こんにちは。本日は、配偶者が多額の借金をしている場合、これが離婚事由となるかどうかについてお話しします。

 今のご時世、借金を抱えている夫婦は少なくありません。借金の原因はいろいろありますが、借金が発端で夫婦仲が悪くなった、という相談はよくあります。

 しかし、生活していく上で借金せざるを得ない場合もあります。したがって、多額の借金があることだけを理由に、安易に離婚が認められるわけではありません。

 例えば、夫が確たる見通しもなく頻繁に転職し、借金を重ねたあげく、妻に借金返済の援助を求め、さらに、多額の借金の返済に追われ、生活費などを妻に渡さず、家計の維持を妻に任せ、その上、心身に持病のある妻に対して暴言を吐いていたようなケース。
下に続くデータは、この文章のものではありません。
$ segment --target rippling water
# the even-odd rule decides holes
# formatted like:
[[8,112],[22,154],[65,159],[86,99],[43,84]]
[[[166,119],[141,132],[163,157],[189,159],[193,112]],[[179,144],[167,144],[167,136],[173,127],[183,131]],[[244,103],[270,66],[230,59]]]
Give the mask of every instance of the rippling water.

この事案では、婚姻を継続し難い重大な事由があるとの判断に至りました(東京高等裁判所昭和59年5月30日)。

 これに対し、夫が婚姻直後から何度も借金を繰り返し、妻に借金の理由や返済方法について納得のいく説明をせず、生活費に事欠く状態になったというケース。こちらの事案では、夫の借金の理由は、弟の私大進学費用や妻との結婚などに伴う費用を賄うためであり、借金はやむを得なかったというものでした。また、妻が共働きして収入を家計に入れればよい、つまり、妻が夫婦の協力扶助義務を尽くしていないと判断されました。そのため、この事案では、婚姻を継続し難い重大な事由があるとは認められないとの判断に至りました(仙台地方裁判所昭和60年12月19日)。

 これら二つの事案は、二つとも、夫に多額の借金があったというものです。しかし、結論は異なっています。

 これは、借金の理由や、夫の勤労態度、妻の協力の有無など、総合的な判断がされた結果だと考えられます。

 特に二つ目のケースからは、妻も夫の収入が低いと責めるだけではなく、働けるなら働くなど努力しなければならない、ということがわかります。

 したがって、夫の多額の借金を理由として離婚を求める場合には、借金の理由や経緯、夫の態度等に加え、妻は収入を得ようと努力したがそれでも生活費が足りなかったとか、妻の健康状態や子どもの養育などのために十分に働くことができなかったという事情が必要になります。